Trump Adviser David Sacks Admits Tax Bill Makes Huge Cuts to Medicaid

President Donald Trump and Republican leaders keep pretending they aren’t cutting Medicaid with their new tax bill, which will further enrich the wealthy and pay for it in part by significantly slashing Medicaid, the government health insurance program for low-income and disabled Americans.
Trump, who has repeatedly promised to protect Medicaid, and House Speaker Mike Johnson (R-La.) have both claimed that Republicans are simply targeting “waste, fraud, and abuse” in their tax bill, which passed the House last week.
David Sacks, who is serving as Trump’s “AI and crypto czar,” put the Medicaid situation more plainly Saturday on his All In podcast: “This bill cuts $880 billion from Medicaid over a decade.”
Like Trump’s 2017 tax law, the GOP’s reconciliation legislation is expected to disproportionately benefit the wealthy. This year’s bill will even reduce the after-tax income of households earning less than $51,000 per year.
It is also expected to force at least 10 million Americans off Medicaid, according to the nonpartisan Congressional Budget Office. This carnage will primarily be achieved by imposing work requirements — a demand that any able-bodied Medicaid recipients work at least 80 hours a month.
Such requirements, which have previously failed at the state level, would come in addition to the program’s existing income caps. Taken together, this means that Medicaid recipients will be expected to work low-paying jobs and deal with burdensome paperwork demands if they want to maintain their insurance coverage. Many eligible recipients will likely lose coverage due to the added bureaucracy.
The president and Republican leaders have nonetheless tried to argue they are not actually cutting Medicaid, and that their changes won’t actually harm their constituents who deserve access to the program.
Trump said last week that his tax bill simply targets “waste, fraud and abuse for Medicaid,” and he promised that his working-class supporters “won’t lose health insurance” as a result of the legislation. (Some of his supporters will certainly lose health insurance.)
“We have not cut Medicaid,” Johnson falsely insisted in a Face the Nation interview on Sunday. He added that Republicans are simply “working on fraud, waste and abuse.”
A memo last week from the National Republican Congressional Committee, which elects GOP lawmakers, declared that “Republicans Are Strengthening Medicaid.” It urged Republicans to go on offense, and depict their changes as efforts to protect the program and “ensure Medicaid serves those who need it.”

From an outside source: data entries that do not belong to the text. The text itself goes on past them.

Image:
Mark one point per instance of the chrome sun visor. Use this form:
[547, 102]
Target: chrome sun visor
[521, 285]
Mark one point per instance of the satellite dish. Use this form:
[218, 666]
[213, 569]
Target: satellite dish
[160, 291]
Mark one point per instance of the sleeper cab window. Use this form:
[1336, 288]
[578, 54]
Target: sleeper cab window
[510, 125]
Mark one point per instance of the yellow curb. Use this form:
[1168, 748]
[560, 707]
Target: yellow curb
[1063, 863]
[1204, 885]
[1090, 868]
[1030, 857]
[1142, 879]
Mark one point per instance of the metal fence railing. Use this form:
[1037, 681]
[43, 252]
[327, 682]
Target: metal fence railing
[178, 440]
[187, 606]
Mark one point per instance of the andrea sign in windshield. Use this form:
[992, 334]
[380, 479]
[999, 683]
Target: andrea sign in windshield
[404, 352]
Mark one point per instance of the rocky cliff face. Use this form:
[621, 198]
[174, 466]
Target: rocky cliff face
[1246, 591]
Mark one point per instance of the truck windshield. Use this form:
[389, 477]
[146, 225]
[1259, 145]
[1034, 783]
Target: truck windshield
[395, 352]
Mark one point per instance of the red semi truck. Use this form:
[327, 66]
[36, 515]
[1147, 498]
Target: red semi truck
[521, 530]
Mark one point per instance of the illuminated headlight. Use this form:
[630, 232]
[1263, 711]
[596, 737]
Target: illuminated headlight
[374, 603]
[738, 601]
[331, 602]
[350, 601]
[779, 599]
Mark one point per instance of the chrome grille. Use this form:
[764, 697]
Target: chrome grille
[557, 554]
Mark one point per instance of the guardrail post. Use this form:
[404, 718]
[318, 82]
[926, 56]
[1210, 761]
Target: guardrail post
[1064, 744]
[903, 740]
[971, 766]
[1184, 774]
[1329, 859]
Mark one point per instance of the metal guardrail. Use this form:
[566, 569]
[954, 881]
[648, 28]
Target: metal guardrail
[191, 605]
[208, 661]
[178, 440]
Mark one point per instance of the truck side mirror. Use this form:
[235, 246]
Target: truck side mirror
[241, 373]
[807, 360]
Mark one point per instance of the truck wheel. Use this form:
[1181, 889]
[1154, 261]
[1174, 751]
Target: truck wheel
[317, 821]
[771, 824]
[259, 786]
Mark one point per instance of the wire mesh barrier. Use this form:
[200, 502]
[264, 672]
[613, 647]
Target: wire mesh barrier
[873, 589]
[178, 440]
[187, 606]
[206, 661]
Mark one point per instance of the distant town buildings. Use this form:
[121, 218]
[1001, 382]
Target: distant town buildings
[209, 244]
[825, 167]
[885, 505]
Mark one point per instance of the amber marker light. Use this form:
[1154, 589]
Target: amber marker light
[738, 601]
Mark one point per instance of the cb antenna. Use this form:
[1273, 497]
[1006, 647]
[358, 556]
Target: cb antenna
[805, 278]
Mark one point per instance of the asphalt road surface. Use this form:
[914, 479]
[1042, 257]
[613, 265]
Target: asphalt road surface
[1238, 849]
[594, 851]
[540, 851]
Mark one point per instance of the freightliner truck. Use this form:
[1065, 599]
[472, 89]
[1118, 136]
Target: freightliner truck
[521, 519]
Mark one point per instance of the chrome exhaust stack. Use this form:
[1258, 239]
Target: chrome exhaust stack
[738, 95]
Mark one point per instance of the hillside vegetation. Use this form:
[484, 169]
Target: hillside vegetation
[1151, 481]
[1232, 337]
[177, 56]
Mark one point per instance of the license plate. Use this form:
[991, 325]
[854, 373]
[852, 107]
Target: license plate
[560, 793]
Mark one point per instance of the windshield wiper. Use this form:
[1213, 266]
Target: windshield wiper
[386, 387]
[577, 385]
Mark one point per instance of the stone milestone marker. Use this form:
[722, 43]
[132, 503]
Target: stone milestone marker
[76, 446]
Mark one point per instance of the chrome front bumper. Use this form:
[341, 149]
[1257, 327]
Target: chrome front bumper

Sacks, a venture capital executive and Trump special government employee, skipped some of this pretense in the All In podcast, as he admitted the Republican tax bill “cuts $880 billion from Medicaid.” He noted that the cuts are “politically tough and controversial.”
In the podcast discussion, Sacks was defending against the argument that the Trump tax legislation should do more to reduce spending. He said he wished the bill cut spending more, but he argued the Medicaid cuts are already “relatively tough things to do politically,” and that Republicans can’t cut more and expect to pass the bill.
Even as Sacks acknowledged a basic truth that Republicans have denied — the Trump tax bill cuts Medicaid — he tried to spin the work requirements as a positive thing, as Republican leaders are doing now.
“It imposes work requirements for able-bodied adults,” he said. “This is similar to what Bill Clinton did back in 1996 with welfare reform, basically saying that you can’t be a layabout and get welfare.”
Of course, many people on Medicaid are technically considered able-bodied, even if they are functionally disabled and cannot work, because they have not been approved for disability, which is an onerous process. These people will lose coverage — and they won’t be able to replace it: The tax bill, as written, says that people who lose Medicaid coverage due to work requirements cannot sign up for alternate coverage on state marketplaces.
Johnson, the Republican speaker, has claimed that Republicans are simply trying to remove “29-year-old males sitting on their couches playing video games.” On Sunday, he said that “when you make young men work, it’s good for them.” He framed this as “moral.”
It feels wrong hearing Republicans describe the poor people whose insurance they’re terminating as lazy couch-surfers — and hearing Sacks, who’s worth at least hundreds of millions of dollars, describe them as “layabouts” feels even worse.
At least he admitted what his boss, Donald Trump, won’t: Republicans are about to make huge cuts to Medicaid. And they’re doing so to help fund more big tax cuts for the super rich.